Fighting for job on compassionate grounds? Think againMarch 21st, 2008 - 10:36 am ICT by admin
By Rana Ajit
New Delhi, March 21 (IANS) If you have managed to survive long enough while fighting for a job on compassionate grounds after the death of the sole breadwinner of your family, you might have already rendered yourself ineligible for the job. So says the Supreme Court. In an irony of sorts, the Supreme Court has held that a family that has managed to survive long enough after the death of its sole breadwinner is ineligible for a job on compassionate grounds.
A bench of Justice S.B. Sinha and Justice V.S. Sirpurkar delivered this ruling last Friday while dismissing an appeal for a job on compassionate grounds by the widow of a Maharashtra school peon, who died in harness 12 years ago.
The bench dismissed the peon’s widow Mumtaz Yunus Mulani’s plea saying “about 12 years have passed. Appellant’s son is aged about 20 years now and daughter is aged about 16 years. Therefore, they have become major. Appellant herself would be aged about 38 years now. She cannot be given any appointment at this age.”
While denying the peon’s widow a job on compassionate groundx, the bench supported its decision by a law laid down by the apex court in 2006 while adjudicating another case for job on compassionate grounds.
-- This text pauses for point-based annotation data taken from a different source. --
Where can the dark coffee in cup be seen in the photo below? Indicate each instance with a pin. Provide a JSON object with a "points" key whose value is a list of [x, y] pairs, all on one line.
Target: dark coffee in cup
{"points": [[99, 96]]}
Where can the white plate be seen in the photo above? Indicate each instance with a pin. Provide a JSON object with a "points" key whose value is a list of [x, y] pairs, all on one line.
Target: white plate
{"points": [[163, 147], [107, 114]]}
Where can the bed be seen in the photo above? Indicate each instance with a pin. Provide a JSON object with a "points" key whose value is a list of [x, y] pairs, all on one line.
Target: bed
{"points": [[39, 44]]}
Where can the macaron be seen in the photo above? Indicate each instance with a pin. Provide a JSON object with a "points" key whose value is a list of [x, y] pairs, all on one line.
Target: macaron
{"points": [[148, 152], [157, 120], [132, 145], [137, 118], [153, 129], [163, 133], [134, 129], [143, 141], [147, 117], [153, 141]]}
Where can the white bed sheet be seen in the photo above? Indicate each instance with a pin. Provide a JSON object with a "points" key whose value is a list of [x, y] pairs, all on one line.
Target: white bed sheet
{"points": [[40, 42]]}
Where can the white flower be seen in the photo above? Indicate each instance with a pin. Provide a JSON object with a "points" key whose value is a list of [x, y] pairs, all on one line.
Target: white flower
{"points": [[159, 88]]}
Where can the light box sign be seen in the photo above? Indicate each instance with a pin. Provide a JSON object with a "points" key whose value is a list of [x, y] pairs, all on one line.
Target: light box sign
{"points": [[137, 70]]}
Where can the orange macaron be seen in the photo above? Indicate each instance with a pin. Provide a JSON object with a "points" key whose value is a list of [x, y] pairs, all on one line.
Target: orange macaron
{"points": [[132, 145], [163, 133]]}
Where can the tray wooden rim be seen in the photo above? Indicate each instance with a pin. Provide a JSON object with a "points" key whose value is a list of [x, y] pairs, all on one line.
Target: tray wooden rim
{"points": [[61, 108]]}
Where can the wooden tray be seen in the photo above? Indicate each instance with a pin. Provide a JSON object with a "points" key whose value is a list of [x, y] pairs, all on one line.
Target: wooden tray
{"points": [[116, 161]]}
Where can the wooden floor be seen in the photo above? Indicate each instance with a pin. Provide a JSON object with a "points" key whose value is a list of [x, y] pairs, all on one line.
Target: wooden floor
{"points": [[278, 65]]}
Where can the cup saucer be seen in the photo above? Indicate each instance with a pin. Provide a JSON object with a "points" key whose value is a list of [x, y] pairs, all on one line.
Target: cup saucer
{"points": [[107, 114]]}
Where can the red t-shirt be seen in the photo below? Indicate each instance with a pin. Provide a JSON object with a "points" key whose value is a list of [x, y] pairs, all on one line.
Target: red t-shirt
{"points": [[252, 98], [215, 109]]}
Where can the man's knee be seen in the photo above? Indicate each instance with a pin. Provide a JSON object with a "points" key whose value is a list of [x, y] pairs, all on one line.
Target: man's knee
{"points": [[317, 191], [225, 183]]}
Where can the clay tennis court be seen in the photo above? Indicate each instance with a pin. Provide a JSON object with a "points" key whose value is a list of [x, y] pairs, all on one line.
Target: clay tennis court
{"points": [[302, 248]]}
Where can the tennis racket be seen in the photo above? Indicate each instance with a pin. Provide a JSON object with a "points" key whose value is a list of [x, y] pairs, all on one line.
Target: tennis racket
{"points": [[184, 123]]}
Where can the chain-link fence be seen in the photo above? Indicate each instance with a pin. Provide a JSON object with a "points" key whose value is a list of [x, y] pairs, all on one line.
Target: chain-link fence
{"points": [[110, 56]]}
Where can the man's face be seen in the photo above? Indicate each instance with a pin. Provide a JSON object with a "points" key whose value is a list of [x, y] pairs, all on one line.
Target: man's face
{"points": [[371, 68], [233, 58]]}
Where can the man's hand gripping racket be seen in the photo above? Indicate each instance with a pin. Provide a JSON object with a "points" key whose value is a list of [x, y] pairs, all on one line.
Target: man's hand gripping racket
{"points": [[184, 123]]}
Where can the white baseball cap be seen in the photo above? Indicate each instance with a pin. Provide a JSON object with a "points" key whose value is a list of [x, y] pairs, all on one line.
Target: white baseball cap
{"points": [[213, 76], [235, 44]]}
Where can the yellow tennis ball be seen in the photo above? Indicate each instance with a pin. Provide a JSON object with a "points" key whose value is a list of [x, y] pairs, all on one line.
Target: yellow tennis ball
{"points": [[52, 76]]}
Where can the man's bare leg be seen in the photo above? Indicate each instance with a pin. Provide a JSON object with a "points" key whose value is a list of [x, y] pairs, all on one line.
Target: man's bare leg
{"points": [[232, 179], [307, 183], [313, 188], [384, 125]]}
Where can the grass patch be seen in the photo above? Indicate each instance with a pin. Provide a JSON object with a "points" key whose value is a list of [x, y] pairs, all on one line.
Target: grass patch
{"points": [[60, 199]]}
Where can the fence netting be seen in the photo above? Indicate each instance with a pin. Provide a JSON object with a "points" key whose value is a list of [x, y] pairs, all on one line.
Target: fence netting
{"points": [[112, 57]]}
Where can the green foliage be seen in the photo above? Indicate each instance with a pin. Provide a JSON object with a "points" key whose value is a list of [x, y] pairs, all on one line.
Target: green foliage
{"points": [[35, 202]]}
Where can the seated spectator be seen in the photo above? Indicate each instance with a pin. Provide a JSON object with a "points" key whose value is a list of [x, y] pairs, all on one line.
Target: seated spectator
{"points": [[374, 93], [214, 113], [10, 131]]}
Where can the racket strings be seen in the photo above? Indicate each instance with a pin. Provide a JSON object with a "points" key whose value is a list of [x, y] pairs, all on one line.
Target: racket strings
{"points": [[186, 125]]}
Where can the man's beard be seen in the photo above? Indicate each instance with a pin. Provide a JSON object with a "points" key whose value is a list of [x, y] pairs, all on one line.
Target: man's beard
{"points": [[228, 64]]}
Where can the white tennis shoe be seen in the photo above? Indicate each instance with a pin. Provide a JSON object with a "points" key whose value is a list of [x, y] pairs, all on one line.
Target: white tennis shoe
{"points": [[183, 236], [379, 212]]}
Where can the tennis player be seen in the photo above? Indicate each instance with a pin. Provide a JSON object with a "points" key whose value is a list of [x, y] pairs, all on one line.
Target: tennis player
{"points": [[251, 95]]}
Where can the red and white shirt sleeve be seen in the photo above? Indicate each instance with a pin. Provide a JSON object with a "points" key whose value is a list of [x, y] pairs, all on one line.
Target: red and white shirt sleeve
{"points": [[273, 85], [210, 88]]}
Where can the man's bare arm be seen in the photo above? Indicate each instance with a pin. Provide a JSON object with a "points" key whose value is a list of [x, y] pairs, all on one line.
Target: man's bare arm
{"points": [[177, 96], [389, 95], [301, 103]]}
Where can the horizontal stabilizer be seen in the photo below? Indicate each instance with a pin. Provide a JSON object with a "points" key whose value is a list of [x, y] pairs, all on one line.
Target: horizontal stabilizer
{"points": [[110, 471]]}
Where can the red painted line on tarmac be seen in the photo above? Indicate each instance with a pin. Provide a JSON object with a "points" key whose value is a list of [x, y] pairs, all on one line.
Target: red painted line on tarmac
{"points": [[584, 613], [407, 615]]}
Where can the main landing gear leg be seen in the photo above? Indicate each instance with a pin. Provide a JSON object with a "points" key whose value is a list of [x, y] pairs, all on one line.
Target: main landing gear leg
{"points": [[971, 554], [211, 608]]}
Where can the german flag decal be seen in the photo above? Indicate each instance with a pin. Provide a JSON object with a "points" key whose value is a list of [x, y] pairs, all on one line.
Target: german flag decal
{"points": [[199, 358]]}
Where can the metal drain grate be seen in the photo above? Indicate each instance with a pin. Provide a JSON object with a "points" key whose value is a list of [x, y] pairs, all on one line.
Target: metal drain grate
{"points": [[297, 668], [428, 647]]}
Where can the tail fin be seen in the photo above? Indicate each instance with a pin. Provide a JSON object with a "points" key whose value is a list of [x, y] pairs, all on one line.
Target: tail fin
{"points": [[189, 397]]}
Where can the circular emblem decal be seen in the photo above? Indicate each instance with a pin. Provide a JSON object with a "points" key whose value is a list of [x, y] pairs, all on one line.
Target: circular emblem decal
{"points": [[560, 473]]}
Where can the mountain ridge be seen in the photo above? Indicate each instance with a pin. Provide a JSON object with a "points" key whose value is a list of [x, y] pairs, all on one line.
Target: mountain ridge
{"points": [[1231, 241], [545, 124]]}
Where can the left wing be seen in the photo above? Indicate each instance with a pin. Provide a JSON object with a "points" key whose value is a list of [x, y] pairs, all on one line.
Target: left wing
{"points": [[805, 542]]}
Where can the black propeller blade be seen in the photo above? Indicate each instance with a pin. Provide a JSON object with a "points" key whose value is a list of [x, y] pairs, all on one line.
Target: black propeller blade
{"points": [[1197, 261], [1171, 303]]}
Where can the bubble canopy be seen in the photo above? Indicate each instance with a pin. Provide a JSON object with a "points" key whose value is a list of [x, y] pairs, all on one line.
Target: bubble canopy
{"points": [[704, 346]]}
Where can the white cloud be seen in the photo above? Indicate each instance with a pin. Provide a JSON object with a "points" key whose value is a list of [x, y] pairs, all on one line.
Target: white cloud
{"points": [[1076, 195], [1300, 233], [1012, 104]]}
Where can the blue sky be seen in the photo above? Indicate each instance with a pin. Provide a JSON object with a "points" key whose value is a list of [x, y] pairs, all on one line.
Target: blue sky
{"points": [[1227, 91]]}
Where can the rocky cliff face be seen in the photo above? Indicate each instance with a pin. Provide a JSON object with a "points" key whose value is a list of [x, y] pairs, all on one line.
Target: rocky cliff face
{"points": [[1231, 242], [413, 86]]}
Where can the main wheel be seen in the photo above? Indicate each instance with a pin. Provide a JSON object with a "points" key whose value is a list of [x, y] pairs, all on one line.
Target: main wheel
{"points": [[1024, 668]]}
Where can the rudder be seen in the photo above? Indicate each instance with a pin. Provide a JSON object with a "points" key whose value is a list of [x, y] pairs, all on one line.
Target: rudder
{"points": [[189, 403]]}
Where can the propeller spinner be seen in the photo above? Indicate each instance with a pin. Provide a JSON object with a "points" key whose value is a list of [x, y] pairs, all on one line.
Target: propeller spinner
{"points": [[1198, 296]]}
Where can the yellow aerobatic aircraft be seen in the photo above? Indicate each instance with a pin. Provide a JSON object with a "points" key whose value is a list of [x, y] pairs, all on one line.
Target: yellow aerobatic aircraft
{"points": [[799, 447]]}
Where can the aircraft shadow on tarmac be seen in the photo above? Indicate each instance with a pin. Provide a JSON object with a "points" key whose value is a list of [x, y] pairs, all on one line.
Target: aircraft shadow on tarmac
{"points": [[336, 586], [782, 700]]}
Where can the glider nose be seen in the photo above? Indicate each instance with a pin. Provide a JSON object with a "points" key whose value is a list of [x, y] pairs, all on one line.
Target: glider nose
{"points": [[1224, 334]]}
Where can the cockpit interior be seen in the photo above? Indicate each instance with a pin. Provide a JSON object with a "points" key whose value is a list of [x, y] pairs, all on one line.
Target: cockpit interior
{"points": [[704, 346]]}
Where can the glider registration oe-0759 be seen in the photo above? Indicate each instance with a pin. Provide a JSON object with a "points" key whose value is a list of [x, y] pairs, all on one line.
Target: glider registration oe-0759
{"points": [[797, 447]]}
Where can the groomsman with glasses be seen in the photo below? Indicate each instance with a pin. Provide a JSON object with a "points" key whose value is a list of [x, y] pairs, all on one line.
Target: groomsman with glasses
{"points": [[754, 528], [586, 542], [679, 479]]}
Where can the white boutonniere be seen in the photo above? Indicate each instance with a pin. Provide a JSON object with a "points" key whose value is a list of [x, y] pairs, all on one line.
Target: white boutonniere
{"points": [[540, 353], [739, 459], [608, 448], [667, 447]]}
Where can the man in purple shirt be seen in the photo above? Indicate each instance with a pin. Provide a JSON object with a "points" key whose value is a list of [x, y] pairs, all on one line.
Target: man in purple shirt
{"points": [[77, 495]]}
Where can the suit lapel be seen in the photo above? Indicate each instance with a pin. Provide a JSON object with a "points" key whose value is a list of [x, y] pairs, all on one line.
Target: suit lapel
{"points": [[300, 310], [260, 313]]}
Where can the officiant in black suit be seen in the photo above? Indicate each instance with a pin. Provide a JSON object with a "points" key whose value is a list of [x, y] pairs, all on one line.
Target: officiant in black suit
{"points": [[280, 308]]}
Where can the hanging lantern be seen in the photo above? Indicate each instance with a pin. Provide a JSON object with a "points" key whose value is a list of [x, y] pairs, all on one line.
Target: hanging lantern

“Once it is proved that in spite of the death of the breadwinner, the family survived and substantial period is over, there is no necessity to” give a job on compassionate grounds, the bench said, quoting from the earlier 2006 ruling of the apex court.
Quoting the 2006 ruling of the apex court related to another appeal of similar nature, the bench said that a job on a compassionate ground is given as an exceptional measure, violating the fundamental right of equality to other candidates for the job.
Holding “competitive merits” to be “the basis for the appointment to a public office”, the bench ruled that, this “general rule” for appointment “should not be departed from except in compelling circumstances, such as death of the sole breadwinner and likelihood of the family suffering because of the setback.”
But “once it is proved that in spite of the death of the breadwinner, the family survived and substantial period is over, there is no necessity to say goodbye to the normal rule of appointment and to show favour to one at the cost of the interests of several others ignoring the mandate of Article 14 of the Constitution,” the bench ruled.
The case related to the plea by the widow of Yunus Dastagir Mulani, who died in September 1996 while working as a peon in a vocational institute in Maharashtra. His widow Mumtaz sought a job on compassionate grounds but was declined the job on the ground that she was given a paltry pension of Rs 1,100 after her husband’s death.
After the widow lost her case in Bombay High Court, she moved the Supreme Court early this year.
While holding that receiving pension could not be sole or sufficient ground for denying one a job on compassionate grounds, the apex court said that his ability to survive for long is certainly a ground to deny him or her the job.